И не успѣлъ моргнуть глазомъ, какъ туфля его, снятая съ ноги, вдругъ куда-то помчалась.
-- Стой, стой!-- крикнулъ отчаянно въ слѣдъ ей Мошка:-- я пропаду безъ тебя.
Но туфля не слушала. Мошка упалъ духомъ.
Горевать ему долго не пришлось, потому что менѣе чѣмъ черезъ часъ времени она вернулась обратно съ круглою плетеною корзинкою, въ которой лежало что-то черное.
-- Вотъ спасибо,-- радостно сказалъ мальчикъ.-- Мало того, что раздобыла корзинку, а еще угадала мои мысли и положила туда именно то, что мнѣ надобно; спасибо за все, а главное за то, что сама воротилась.
Не теряя понапрасну времени, Мошка сейчасъ же вынулъ лежавшій въ корзинкѣ черный плащъ, накинулъ его на плечи, затѣмъ привязалъ тамъ же спрятанную сѣдую бороду, и набравъ множество красныхъ яблокъ, смѣло отправился по направленію къ стеклянному дворцу, гдѣ жилъ такъ несправедливо поступившій съ нимъ царь.
"Узнать кажется мудрено,-- думалъ Мошка:-- я устрою ловкую штуку".
И благодаря своей покровительницѣ туфлѣ очень скоро пришелъ къ давно знакомому мѣсту.
День клонился къ вечеру.

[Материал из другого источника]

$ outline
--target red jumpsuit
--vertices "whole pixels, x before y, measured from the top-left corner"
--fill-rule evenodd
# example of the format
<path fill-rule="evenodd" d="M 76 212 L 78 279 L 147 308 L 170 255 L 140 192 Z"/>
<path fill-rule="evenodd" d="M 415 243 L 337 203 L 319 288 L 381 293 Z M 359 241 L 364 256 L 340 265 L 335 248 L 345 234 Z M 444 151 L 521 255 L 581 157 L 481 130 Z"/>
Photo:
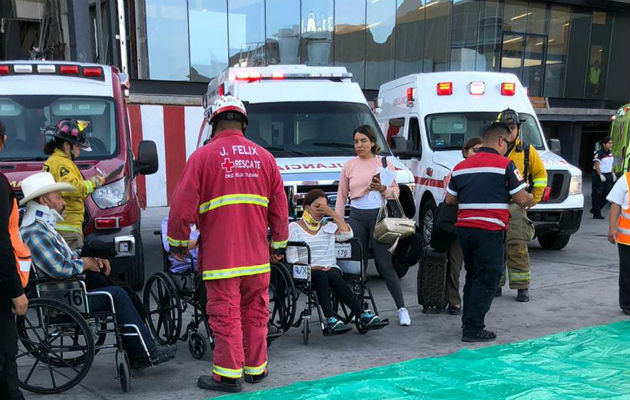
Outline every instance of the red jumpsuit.
<path fill-rule="evenodd" d="M 168 242 L 200 230 L 199 272 L 214 333 L 215 379 L 263 374 L 267 366 L 269 241 L 285 248 L 288 204 L 273 156 L 238 130 L 222 131 L 191 156 L 171 202 Z"/>

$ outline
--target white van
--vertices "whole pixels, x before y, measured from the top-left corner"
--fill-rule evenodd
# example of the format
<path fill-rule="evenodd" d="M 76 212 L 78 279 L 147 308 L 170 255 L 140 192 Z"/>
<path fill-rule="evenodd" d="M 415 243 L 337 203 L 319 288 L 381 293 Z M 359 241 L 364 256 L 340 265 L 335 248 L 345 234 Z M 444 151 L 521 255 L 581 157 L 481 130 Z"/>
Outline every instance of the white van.
<path fill-rule="evenodd" d="M 225 93 L 245 103 L 245 135 L 276 158 L 292 219 L 301 215 L 301 199 L 313 188 L 324 190 L 335 203 L 341 168 L 355 156 L 352 133 L 360 125 L 374 128 L 381 154 L 396 166 L 398 183 L 415 191 L 413 175 L 393 157 L 351 78 L 345 67 L 274 65 L 228 68 L 208 84 L 204 107 Z M 197 146 L 210 138 L 211 130 L 204 120 Z"/>
<path fill-rule="evenodd" d="M 495 72 L 438 72 L 408 75 L 380 87 L 379 125 L 394 153 L 412 171 L 418 222 L 428 243 L 436 205 L 444 199 L 444 178 L 463 157 L 461 148 L 481 136 L 499 112 L 516 110 L 523 122 L 522 138 L 534 146 L 547 169 L 550 195 L 528 215 L 546 249 L 562 249 L 582 219 L 582 172 L 559 153 L 550 151 L 525 88 L 513 74 Z"/>

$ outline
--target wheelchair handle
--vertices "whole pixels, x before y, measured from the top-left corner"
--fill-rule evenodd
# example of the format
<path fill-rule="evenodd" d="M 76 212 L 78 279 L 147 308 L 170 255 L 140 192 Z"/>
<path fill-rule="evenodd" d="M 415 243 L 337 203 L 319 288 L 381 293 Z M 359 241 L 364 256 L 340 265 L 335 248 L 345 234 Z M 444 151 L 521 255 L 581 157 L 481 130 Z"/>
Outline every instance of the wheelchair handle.
<path fill-rule="evenodd" d="M 304 247 L 306 249 L 306 258 L 308 265 L 311 265 L 311 246 L 309 246 L 308 243 L 289 241 L 287 242 L 287 247 Z"/>

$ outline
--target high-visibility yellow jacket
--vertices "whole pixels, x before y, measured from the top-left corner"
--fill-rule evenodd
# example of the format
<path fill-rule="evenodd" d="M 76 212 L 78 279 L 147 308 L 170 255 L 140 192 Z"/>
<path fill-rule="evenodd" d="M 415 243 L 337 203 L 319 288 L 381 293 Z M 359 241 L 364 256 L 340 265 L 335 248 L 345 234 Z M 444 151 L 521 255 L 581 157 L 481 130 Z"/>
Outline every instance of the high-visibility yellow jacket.
<path fill-rule="evenodd" d="M 529 167 L 527 169 L 529 176 L 525 176 L 525 151 L 529 151 Z M 519 137 L 516 139 L 514 147 L 508 152 L 507 158 L 514 161 L 516 168 L 523 175 L 528 187 L 531 188 L 534 201 L 538 203 L 547 187 L 547 170 L 534 146 L 523 145 Z"/>
<path fill-rule="evenodd" d="M 65 219 L 57 224 L 57 230 L 83 233 L 84 201 L 94 191 L 94 183 L 83 179 L 79 167 L 60 149 L 55 149 L 48 157 L 44 171 L 50 172 L 56 182 L 66 182 L 77 188 L 74 192 L 61 193 L 66 201 L 66 213 Z"/>

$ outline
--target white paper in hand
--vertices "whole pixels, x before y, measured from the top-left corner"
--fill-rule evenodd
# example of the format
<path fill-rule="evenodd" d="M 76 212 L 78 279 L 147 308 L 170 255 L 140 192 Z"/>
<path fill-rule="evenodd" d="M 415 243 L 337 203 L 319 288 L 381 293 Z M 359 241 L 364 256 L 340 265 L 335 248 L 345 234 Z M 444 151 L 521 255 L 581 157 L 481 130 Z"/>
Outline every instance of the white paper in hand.
<path fill-rule="evenodd" d="M 394 179 L 396 178 L 396 173 L 391 169 L 385 169 L 381 167 L 379 171 L 381 176 L 381 185 L 385 185 L 387 187 L 391 186 L 394 183 Z"/>

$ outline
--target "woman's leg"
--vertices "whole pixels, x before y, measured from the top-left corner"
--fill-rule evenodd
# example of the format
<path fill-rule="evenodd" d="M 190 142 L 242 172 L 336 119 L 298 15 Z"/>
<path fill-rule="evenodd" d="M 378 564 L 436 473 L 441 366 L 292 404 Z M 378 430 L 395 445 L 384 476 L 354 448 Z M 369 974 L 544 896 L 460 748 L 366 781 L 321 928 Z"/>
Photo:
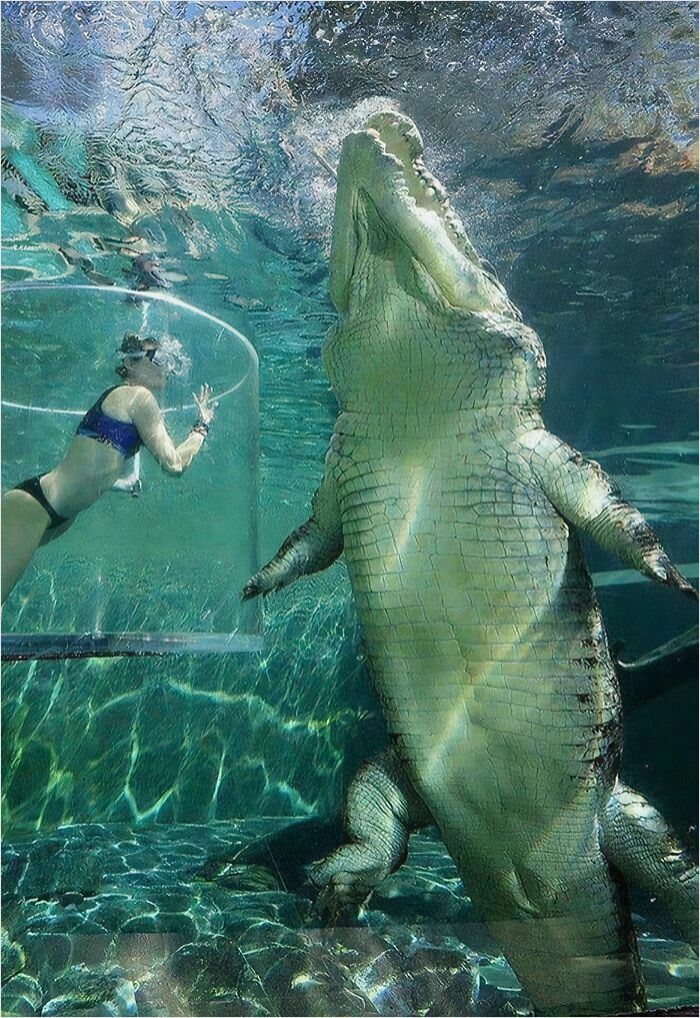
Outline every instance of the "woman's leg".
<path fill-rule="evenodd" d="M 26 491 L 13 488 L 2 500 L 2 601 L 29 565 L 51 522 L 49 514 Z"/>
<path fill-rule="evenodd" d="M 66 520 L 65 523 L 59 523 L 57 527 L 51 527 L 50 530 L 46 531 L 46 533 L 44 534 L 40 541 L 42 547 L 43 545 L 48 544 L 49 541 L 55 541 L 57 537 L 62 537 L 65 534 L 66 530 L 68 530 L 69 527 L 72 527 L 74 523 L 75 517 L 73 517 L 73 519 L 71 520 Z"/>

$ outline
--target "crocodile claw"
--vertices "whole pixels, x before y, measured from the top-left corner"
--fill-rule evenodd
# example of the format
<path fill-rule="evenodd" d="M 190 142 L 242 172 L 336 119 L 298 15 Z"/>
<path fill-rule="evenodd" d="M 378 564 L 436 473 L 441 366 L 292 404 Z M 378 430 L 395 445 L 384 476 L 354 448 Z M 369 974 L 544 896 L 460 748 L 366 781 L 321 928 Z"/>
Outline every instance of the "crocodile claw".
<path fill-rule="evenodd" d="M 698 592 L 695 587 L 671 564 L 671 560 L 662 548 L 657 546 L 644 555 L 642 571 L 657 583 L 663 583 L 666 587 L 675 587 L 686 597 L 690 597 L 694 601 L 698 600 Z"/>
<path fill-rule="evenodd" d="M 690 597 L 693 601 L 697 601 L 698 592 L 690 580 L 686 580 L 685 576 L 683 576 L 682 573 L 679 573 L 675 566 L 671 565 L 668 559 L 664 563 L 664 566 L 664 575 L 660 575 L 658 577 L 661 582 L 665 583 L 668 587 L 676 587 L 680 590 L 681 594 L 685 594 L 686 597 Z"/>
<path fill-rule="evenodd" d="M 263 586 L 260 573 L 256 573 L 255 576 L 251 576 L 241 591 L 241 601 L 250 601 L 251 598 L 259 597 L 261 594 L 263 597 L 266 597 L 270 590 L 271 588 L 266 589 Z"/>
<path fill-rule="evenodd" d="M 371 888 L 366 888 L 366 893 L 362 896 L 348 893 L 349 885 L 341 875 L 332 877 L 324 887 L 319 887 L 313 878 L 313 869 L 313 866 L 310 867 L 307 884 L 318 892 L 315 909 L 324 925 L 335 927 L 356 923 L 363 903 L 371 894 Z M 340 880 L 337 879 L 338 876 L 341 876 Z"/>

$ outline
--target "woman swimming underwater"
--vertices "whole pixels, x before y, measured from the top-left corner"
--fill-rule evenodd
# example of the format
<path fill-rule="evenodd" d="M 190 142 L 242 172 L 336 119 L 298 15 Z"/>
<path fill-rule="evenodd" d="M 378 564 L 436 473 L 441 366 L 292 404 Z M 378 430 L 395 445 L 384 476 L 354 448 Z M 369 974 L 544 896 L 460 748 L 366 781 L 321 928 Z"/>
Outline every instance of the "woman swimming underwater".
<path fill-rule="evenodd" d="M 127 332 L 118 352 L 121 384 L 103 392 L 88 410 L 58 466 L 18 484 L 2 500 L 3 602 L 39 545 L 60 537 L 78 513 L 109 491 L 141 445 L 176 476 L 202 448 L 214 416 L 210 387 L 202 385 L 194 394 L 199 415 L 177 447 L 155 395 L 185 363 L 177 340 Z"/>

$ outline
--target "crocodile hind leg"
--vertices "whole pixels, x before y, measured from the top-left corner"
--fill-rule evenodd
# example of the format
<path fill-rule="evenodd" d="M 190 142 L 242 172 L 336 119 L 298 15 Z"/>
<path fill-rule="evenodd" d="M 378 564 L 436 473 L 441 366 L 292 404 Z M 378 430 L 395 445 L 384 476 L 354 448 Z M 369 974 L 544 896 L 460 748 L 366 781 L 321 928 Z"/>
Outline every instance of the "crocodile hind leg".
<path fill-rule="evenodd" d="M 521 871 L 513 877 L 520 884 L 519 908 L 490 908 L 480 894 L 473 900 L 536 1013 L 561 1018 L 643 1012 L 646 994 L 627 889 L 602 853 L 581 873 L 572 870 L 569 886 L 551 889 L 546 898 L 523 900 L 534 890 L 528 893 L 529 879 L 520 883 L 525 876 Z"/>
<path fill-rule="evenodd" d="M 404 862 L 411 830 L 431 822 L 391 751 L 362 764 L 345 800 L 345 843 L 309 868 L 319 911 L 334 921 L 365 902 Z"/>
<path fill-rule="evenodd" d="M 698 868 L 643 795 L 617 781 L 602 819 L 608 860 L 668 909 L 693 950 L 698 947 Z"/>

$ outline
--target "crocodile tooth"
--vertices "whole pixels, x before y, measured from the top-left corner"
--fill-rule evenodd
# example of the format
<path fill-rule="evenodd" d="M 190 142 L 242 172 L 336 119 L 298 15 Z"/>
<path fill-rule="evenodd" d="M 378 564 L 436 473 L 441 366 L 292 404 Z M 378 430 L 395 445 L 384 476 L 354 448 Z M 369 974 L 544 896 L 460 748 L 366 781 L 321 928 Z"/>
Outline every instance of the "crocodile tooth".
<path fill-rule="evenodd" d="M 408 156 L 411 159 L 420 156 L 423 152 L 423 142 L 418 129 L 402 114 L 391 116 L 387 112 L 374 113 L 367 120 L 364 129 L 366 131 L 377 130 L 380 133 L 386 130 L 391 131 L 407 147 Z"/>
<path fill-rule="evenodd" d="M 447 191 L 442 186 L 437 177 L 433 177 L 433 179 L 430 182 L 430 186 L 432 187 L 433 191 L 435 191 L 435 194 L 439 195 L 441 201 L 447 201 Z"/>
<path fill-rule="evenodd" d="M 402 132 L 402 137 L 404 141 L 408 144 L 409 155 L 412 158 L 422 153 L 423 143 L 420 139 L 420 135 L 415 129 L 408 132 Z"/>

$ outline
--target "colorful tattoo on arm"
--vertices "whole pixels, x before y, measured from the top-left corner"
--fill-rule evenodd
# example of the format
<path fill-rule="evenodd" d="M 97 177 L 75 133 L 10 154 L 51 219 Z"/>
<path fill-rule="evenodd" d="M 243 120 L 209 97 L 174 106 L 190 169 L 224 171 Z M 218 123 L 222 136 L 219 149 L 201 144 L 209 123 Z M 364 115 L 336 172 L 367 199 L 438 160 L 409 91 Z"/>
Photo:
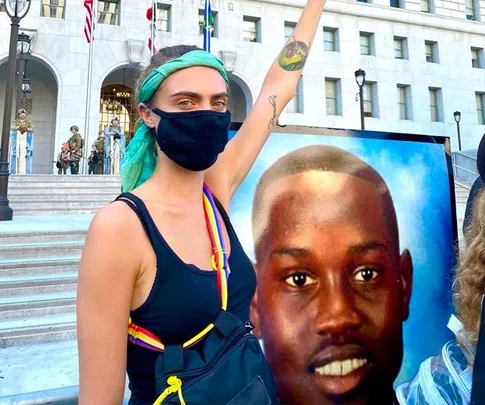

Мошка зналъ, что въ это время царь передъ чаемъ любитъ лакомиться фруктами, а потому, прокравшись незамѣтнымъ образомъ къ балкону, подставилъ корзинку на подоконникъ; самъ же спрятался по близости въ кусты и, затаивъ дыханіе, съ нетерпѣніемъ ждалъ, что будетъ. Но вотъ дверь, ведущая съ террасы во внутреннія комнаты, скрипнула и на порогѣ показался царь въ сопровожденіи жены и дочери.
-- Папа,-- замѣтила послѣдняя:-- посмотри, какія превосходныя яблоки!
Царь молча кивнулъ головой и подошелъ къ корзинкѣ, чтобы отвѣдать превосходныхъ на видъ яблокъ.
Но едва успѣлъ онъ скушать одно изъ нихъ, какъ вдругъ царица всплеснула руками и вскрикнула.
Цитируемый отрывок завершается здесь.